En dirección a Miami. O a Houston, quizá. Sabe Dios. —Se detuvo a pensar—. Bueno, Dios y ustedes, obviamente. Ustedes sí saben esas cosas.

¿Es un desafío o una broma? Ni lo uno ni lo otro. Es Perry exhibiendo sus dotes para hacer el trabajo de ellos, por si no las han notado antes. Es Perry el escalador de cornisas en la pared norte, diciéndoles que nunca olvida un recorrido. Es el Perry incapaz de resistirse a un reto siempre y cuando tenga las de perder.

—Luego otra vez cuesta abajo, de nuevo a través del bosque, hasta un pequeño prado desde donde se veía la punta del cabo, el extremo de la península. En realidad, la casa no tiene parte trasera propiamente dicha; o toda ella es parte trasera, como ustedes prefieran. Es una residencia colonial, a base de madera y amianto, con tres fachadas, un popurrí seudoisabelino. Muros grises de estuco. Ventanas diminutas de cristal emplomado. Armadura de vigas vistas, con contrachapado en lugar de maderos, y un farol colgado en el porche de atrás. ¿Estamos de acuerdo, Gail?

¿Habría venido si no lo estuviéramos?

—Lo estás haciendo muy bien —dijo ella.

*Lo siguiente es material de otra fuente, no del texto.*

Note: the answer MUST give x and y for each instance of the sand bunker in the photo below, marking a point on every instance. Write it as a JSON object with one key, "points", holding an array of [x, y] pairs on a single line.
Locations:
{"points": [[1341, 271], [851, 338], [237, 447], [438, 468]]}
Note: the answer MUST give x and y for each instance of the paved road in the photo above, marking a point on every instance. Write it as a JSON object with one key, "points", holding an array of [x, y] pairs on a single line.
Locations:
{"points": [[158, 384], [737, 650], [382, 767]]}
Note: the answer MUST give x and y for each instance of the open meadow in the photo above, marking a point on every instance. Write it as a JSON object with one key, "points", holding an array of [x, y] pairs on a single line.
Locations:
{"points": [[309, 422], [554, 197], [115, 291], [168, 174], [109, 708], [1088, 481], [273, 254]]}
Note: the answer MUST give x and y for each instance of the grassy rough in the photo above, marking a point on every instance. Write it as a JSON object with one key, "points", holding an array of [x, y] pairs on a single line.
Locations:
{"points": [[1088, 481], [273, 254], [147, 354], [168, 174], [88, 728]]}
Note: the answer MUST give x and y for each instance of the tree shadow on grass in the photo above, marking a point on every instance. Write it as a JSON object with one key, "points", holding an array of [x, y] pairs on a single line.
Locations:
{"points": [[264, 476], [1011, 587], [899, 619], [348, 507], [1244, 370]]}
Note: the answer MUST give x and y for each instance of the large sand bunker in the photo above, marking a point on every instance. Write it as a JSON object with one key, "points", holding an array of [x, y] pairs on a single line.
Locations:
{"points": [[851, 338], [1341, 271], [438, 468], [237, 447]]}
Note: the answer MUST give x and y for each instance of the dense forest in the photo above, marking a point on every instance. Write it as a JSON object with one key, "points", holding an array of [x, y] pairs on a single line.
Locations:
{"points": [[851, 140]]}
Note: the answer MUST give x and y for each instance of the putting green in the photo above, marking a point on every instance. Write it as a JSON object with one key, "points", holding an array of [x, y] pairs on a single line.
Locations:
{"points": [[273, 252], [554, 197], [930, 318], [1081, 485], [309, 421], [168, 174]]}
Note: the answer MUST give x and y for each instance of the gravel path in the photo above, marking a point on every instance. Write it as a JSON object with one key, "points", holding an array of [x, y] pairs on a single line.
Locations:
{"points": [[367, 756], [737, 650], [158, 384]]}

Que no era exactamente lo que él había preguntado.

—Dormitorios, cuartos de baño, cocinas y despachos añadidos posteriormente, con puertas al exterior, lo que induce a pensar que en su día aquello fue una comuna o una colonia, o algo así. Dicho de otro modo, estaba todo patas arriba. No era culpa de Dima. Eso lo sabíamos, gracias a Mark. Los Dima nunca habían vivido allí hasta entonces. No habían tocado nada salvo por unas reformas rápidas en el apartado de seguridad. La idea no nos molestó. Al contrario. Aportaba un muy necesario toque de realidad.

La doctora Yvonne, siempre curiosa, aparta la vista de sus anotaciones clínicas.

—¿Y resulta que no había chimeneas, pues, Perry?

—Solo dos. Unidas a los restos de la refinería de azúcar en el extremo oeste de la península. La tercera había desaparecido. Eso también lo incluí en nuestro documento, creo.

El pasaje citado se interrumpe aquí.